Con il trattato di pace di Brest-Litovsk, firmato il 3 marzo 1918, la Russia bolscevica esce dal primo conflitto mondiale ma la reazione delle forze escluse dal potere e delle potenze straniere non si fa attendere. Nella primavera del 1918 le truppe anglo-francesi sbarcano nel nord della Russia, a Murmansk e Arcangelo, mentre alcuni reparti statunitensi e giapponesi penetrano nella Siberia orientale. L’arrivo dei contingenti stranieri rafforza l’opposizione al governo bolscevico e alimenta la guerra civile tra i monarchici conservatori, i bianchi – celebri l’ammiraglio Alexandre Kolciak (1874-1920) e il generale Anton Denikin (1872-1947) – e il nuovo esercito russo, l’Armata Rossa degli operai e dei contadini. Dopo tre anni di durissimi combattimenti e pesanti distruzioni nel tessuto produttivo russo la guerra civile si conclude con la sconfitta delle armate bianche e l’uccisione, nell’estate del 1918, dello zar e di tutta la sua famiglia nei pressi di Ekaterinemburg. Durante la guerra civile i bolscevichi mutano la propria denominazione, in Partito Comunista (bolscevico) dell’URSS, e danno vita alla Terza Internazionale (Comintern) con lo scopo di creare in tutto il mondo una rete di partiti ricalcati sul modello sovietico per fare della Russia il faro del comunismo mondiale.
A partire dall’estate del 1918 il governo bolscevico attua una autoritaria politica economica, il comunismo di guerra, per cercare di risolvere il problema degli approvvigionamenti delle città.
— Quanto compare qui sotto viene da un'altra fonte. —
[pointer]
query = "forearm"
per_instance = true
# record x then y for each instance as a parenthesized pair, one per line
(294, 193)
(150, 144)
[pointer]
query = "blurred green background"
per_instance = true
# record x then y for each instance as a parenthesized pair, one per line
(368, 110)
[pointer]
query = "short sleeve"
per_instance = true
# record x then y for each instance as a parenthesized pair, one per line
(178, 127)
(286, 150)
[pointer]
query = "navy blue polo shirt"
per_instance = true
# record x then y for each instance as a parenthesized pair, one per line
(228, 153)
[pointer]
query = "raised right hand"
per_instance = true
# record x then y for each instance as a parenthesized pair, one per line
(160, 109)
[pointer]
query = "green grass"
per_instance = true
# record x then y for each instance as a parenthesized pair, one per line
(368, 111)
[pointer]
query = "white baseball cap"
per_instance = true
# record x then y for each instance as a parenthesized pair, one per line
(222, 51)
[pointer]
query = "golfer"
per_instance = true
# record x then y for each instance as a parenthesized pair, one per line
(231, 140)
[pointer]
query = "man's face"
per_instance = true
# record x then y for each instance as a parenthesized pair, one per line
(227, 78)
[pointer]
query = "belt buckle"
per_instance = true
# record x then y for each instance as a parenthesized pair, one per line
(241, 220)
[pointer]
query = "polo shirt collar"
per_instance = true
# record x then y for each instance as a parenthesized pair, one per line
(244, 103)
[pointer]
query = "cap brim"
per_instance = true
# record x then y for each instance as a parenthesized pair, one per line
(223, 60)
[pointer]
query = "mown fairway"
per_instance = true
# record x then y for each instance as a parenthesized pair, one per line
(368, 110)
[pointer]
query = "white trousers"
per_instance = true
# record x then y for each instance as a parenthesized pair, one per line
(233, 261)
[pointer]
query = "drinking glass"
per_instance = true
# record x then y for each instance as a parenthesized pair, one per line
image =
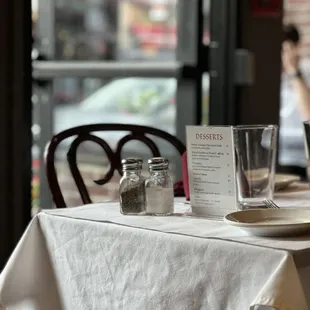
(255, 155)
(307, 145)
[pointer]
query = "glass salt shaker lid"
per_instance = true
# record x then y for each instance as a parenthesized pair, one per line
(158, 163)
(132, 163)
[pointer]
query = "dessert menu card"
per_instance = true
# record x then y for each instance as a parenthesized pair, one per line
(211, 169)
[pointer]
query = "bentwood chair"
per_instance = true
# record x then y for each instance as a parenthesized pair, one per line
(87, 133)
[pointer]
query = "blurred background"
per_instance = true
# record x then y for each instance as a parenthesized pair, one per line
(82, 39)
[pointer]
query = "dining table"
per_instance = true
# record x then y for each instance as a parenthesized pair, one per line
(93, 257)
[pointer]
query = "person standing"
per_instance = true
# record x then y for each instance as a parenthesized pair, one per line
(295, 105)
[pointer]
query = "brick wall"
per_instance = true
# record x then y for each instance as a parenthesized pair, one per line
(298, 12)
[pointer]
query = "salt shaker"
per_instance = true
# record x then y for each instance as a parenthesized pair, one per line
(159, 188)
(132, 187)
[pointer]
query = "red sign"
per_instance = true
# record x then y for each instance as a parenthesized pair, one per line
(266, 8)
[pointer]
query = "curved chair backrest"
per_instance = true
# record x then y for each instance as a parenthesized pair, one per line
(85, 133)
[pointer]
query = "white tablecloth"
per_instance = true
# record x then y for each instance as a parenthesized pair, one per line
(92, 257)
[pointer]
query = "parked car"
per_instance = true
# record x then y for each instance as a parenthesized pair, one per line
(142, 101)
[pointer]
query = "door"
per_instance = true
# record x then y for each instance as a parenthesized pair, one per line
(127, 61)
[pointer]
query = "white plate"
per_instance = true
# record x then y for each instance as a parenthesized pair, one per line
(271, 222)
(284, 180)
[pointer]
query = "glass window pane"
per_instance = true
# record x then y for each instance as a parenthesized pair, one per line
(144, 101)
(115, 29)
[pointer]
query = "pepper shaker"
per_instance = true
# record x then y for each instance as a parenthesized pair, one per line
(159, 188)
(132, 187)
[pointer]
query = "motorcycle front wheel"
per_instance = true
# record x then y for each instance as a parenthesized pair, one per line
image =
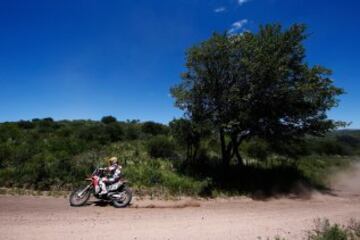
(79, 196)
(122, 198)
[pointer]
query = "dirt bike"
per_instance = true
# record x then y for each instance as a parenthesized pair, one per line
(118, 193)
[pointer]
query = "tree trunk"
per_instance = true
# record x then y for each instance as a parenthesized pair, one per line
(236, 145)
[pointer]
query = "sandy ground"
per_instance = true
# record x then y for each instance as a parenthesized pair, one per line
(28, 217)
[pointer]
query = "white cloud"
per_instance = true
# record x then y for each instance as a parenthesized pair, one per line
(241, 2)
(220, 9)
(237, 26)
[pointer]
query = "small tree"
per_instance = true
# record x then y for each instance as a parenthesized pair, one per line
(256, 85)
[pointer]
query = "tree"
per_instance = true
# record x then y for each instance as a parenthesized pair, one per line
(256, 85)
(108, 119)
(187, 136)
(153, 128)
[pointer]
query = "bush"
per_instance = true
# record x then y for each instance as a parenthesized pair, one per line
(161, 147)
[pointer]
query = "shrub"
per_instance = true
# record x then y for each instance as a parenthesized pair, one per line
(161, 147)
(326, 231)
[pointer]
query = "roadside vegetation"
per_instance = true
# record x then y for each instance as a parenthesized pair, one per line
(56, 155)
(324, 230)
(255, 122)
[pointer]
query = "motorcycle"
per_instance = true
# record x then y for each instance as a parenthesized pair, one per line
(118, 193)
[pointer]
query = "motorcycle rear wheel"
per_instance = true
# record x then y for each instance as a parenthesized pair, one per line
(123, 202)
(78, 201)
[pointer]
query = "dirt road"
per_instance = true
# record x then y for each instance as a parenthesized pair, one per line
(242, 218)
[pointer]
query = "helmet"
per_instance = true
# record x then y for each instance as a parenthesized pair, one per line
(113, 160)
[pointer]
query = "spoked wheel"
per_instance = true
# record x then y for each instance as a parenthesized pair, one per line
(79, 197)
(123, 198)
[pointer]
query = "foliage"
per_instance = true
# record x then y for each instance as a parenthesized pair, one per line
(324, 230)
(256, 85)
(161, 147)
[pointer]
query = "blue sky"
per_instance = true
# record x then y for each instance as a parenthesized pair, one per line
(86, 59)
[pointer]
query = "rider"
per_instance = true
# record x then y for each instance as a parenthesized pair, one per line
(114, 171)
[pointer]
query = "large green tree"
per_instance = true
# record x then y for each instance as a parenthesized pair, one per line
(256, 85)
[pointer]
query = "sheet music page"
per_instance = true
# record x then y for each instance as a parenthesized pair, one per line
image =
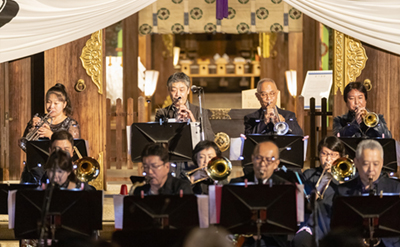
(11, 208)
(118, 210)
(300, 202)
(202, 204)
(318, 85)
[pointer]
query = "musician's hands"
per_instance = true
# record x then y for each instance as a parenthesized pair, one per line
(45, 131)
(35, 121)
(359, 112)
(198, 175)
(184, 114)
(269, 114)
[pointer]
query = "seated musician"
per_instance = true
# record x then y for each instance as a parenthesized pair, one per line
(155, 159)
(369, 163)
(330, 148)
(59, 108)
(351, 124)
(202, 154)
(263, 120)
(179, 88)
(265, 159)
(60, 166)
(59, 140)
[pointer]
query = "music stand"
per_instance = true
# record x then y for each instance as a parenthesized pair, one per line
(160, 212)
(259, 209)
(388, 145)
(368, 214)
(178, 136)
(5, 188)
(72, 212)
(37, 152)
(291, 149)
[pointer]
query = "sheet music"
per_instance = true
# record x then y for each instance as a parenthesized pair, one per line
(202, 203)
(318, 85)
(300, 202)
(11, 208)
(236, 148)
(118, 210)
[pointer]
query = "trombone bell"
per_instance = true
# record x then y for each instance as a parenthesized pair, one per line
(371, 119)
(343, 169)
(87, 169)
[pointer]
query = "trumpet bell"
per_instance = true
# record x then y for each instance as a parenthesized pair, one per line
(219, 168)
(343, 169)
(87, 169)
(281, 128)
(371, 119)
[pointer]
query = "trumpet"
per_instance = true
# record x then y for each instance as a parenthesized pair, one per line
(370, 119)
(33, 134)
(87, 168)
(280, 128)
(218, 169)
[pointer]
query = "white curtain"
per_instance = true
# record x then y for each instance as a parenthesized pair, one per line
(374, 22)
(31, 26)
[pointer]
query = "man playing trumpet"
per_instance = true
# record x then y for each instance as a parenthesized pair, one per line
(264, 120)
(353, 123)
(179, 88)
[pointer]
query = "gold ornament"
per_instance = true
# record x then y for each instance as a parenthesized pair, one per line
(92, 59)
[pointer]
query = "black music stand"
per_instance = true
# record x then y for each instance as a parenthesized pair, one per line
(389, 150)
(177, 136)
(257, 209)
(5, 188)
(37, 152)
(291, 149)
(368, 214)
(72, 213)
(160, 212)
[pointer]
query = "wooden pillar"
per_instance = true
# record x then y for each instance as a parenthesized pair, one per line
(130, 55)
(19, 112)
(162, 62)
(274, 67)
(4, 122)
(311, 47)
(295, 57)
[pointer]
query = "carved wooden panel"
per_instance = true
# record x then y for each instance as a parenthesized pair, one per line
(63, 65)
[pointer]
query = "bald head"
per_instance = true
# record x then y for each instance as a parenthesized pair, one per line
(267, 81)
(265, 159)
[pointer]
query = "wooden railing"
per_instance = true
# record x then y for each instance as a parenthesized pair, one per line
(117, 145)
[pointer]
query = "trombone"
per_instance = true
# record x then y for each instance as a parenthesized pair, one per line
(343, 169)
(218, 169)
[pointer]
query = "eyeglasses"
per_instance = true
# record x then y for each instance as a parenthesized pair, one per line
(266, 160)
(334, 155)
(152, 167)
(271, 94)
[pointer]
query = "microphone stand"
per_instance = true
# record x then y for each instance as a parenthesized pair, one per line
(43, 234)
(201, 116)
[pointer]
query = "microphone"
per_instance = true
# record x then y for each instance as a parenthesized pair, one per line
(196, 89)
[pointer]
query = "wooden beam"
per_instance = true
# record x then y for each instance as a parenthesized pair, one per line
(130, 53)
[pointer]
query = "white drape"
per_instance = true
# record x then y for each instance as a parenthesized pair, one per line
(44, 24)
(373, 22)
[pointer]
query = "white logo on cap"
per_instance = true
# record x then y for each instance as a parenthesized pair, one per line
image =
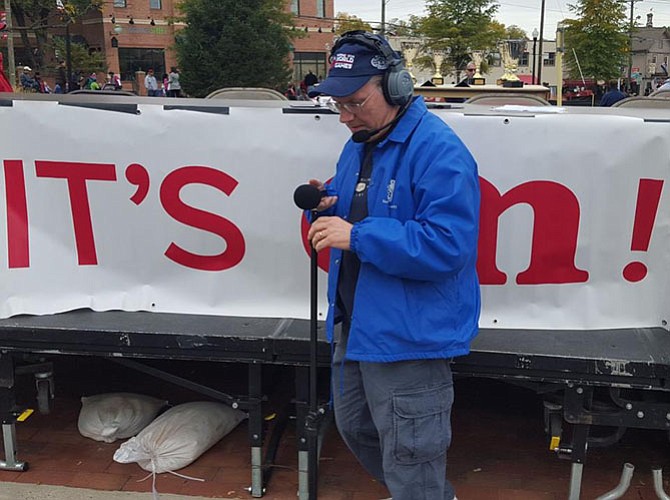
(344, 61)
(379, 62)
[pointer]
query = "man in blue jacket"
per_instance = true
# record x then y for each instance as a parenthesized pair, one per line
(401, 219)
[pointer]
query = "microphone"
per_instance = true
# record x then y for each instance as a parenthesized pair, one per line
(366, 135)
(307, 196)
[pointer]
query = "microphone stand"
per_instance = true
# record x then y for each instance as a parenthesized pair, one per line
(313, 417)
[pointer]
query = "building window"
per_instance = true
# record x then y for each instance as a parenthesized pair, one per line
(523, 60)
(551, 59)
(303, 62)
(132, 60)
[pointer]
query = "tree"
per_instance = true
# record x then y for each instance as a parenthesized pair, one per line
(233, 43)
(457, 27)
(513, 32)
(598, 37)
(37, 17)
(347, 22)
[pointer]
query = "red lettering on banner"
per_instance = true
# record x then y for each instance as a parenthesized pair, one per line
(77, 174)
(18, 249)
(555, 231)
(648, 197)
(207, 221)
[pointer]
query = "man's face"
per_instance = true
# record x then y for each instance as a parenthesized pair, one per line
(368, 111)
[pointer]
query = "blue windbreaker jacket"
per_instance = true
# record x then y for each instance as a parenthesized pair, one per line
(417, 295)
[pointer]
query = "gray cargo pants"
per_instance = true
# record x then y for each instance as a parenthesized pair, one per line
(395, 418)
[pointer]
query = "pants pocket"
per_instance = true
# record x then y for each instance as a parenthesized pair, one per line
(421, 424)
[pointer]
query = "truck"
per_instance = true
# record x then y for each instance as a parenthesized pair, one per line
(151, 228)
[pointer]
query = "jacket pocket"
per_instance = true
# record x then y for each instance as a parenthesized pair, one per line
(421, 424)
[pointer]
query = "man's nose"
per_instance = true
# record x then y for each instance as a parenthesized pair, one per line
(346, 116)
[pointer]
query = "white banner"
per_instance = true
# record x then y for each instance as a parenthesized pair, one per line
(192, 212)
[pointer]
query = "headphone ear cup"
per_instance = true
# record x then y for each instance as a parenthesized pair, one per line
(398, 86)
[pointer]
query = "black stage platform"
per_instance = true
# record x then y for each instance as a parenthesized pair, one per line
(574, 362)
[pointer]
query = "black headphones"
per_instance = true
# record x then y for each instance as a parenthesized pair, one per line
(397, 84)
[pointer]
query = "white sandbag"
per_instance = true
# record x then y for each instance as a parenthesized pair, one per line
(179, 436)
(120, 415)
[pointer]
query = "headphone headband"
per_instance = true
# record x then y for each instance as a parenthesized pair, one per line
(397, 85)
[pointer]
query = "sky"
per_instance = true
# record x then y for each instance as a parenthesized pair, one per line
(523, 13)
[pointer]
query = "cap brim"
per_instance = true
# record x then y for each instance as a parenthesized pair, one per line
(340, 87)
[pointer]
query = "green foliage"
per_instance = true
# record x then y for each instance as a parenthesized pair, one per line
(36, 17)
(599, 38)
(233, 43)
(457, 27)
(346, 22)
(513, 32)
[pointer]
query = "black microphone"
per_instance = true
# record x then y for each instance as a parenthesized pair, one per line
(366, 135)
(307, 196)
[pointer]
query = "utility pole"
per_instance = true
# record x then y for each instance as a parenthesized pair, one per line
(539, 63)
(630, 47)
(11, 63)
(382, 30)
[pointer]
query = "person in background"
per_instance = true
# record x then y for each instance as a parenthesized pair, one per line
(115, 80)
(612, 95)
(27, 82)
(93, 84)
(401, 220)
(61, 78)
(665, 86)
(150, 83)
(162, 91)
(469, 78)
(310, 81)
(174, 87)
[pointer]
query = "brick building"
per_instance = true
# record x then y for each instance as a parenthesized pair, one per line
(139, 34)
(135, 35)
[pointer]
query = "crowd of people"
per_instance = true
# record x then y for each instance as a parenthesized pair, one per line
(30, 81)
(299, 91)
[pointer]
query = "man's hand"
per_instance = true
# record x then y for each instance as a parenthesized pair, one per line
(330, 232)
(326, 201)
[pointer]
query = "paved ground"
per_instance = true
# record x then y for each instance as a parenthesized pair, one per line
(15, 491)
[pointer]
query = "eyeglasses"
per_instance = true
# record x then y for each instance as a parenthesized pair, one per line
(350, 107)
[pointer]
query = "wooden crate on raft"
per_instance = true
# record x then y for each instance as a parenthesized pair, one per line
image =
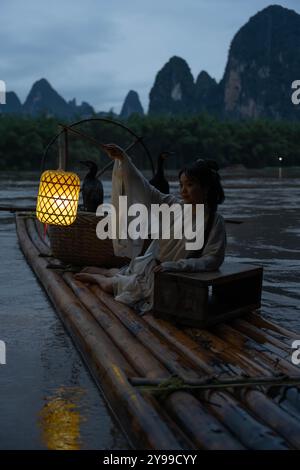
(206, 298)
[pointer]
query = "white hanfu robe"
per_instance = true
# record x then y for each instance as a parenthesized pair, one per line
(134, 284)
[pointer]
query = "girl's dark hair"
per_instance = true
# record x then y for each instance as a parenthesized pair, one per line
(206, 174)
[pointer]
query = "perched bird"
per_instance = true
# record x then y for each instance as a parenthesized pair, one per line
(92, 188)
(159, 181)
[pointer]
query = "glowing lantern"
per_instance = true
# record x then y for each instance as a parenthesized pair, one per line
(58, 197)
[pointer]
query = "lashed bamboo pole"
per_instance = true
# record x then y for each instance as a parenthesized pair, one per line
(241, 415)
(255, 351)
(142, 424)
(188, 346)
(199, 424)
(43, 249)
(152, 369)
(43, 234)
(212, 351)
(252, 433)
(168, 356)
(135, 352)
(261, 337)
(271, 327)
(224, 440)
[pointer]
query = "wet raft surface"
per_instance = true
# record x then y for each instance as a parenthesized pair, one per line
(119, 345)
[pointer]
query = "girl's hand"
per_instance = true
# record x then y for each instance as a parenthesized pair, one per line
(159, 269)
(113, 151)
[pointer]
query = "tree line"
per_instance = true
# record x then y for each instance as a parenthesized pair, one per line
(252, 143)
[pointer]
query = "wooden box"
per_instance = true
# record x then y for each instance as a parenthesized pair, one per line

In questo modo, mentre vengono nazionalizzati i settori industriali più importanti, nelle campagne vengono istituiti una serie di comitati con il compito di provvedere all’ammasso e alla distribuzione delle derrate. Alla fine del 1921 dopo una terribile carestia che colpisce le campagne russe e quelle ucraine diventa palese il fallimento della gestione autoritaria dell’economia che, in tre anni, ha drasticamente ridotto la produzione cerealicola, ha fatto fiorire la "borsa nera" e ha rinfocolato il malcontento diffuso nelle campagne. Il sollevamento contadino di Tambov e l’ammutinamento dei marinai di Kronstadt costringono il regime sovietico a varare, nel marzo del 1921, una Nuova Politica Economica (NEP) con l’obiettivo di stimolare la produzione agricola e di favorire l’afflusso di generi alimentari nelle città. La NEP, infatti, ponendo fine alle requisizioni dei prodotti agricoli e all’intromissione dello Stato nella gestione delle aziende agricole, permette l’esistenza di un limitato sistema di libero scambio, all’interno del quale i contadini possono massimizzare la produzione e vendere il surplus agricolo sul mercato dopo aver pagato una tassa in natura allo Stato.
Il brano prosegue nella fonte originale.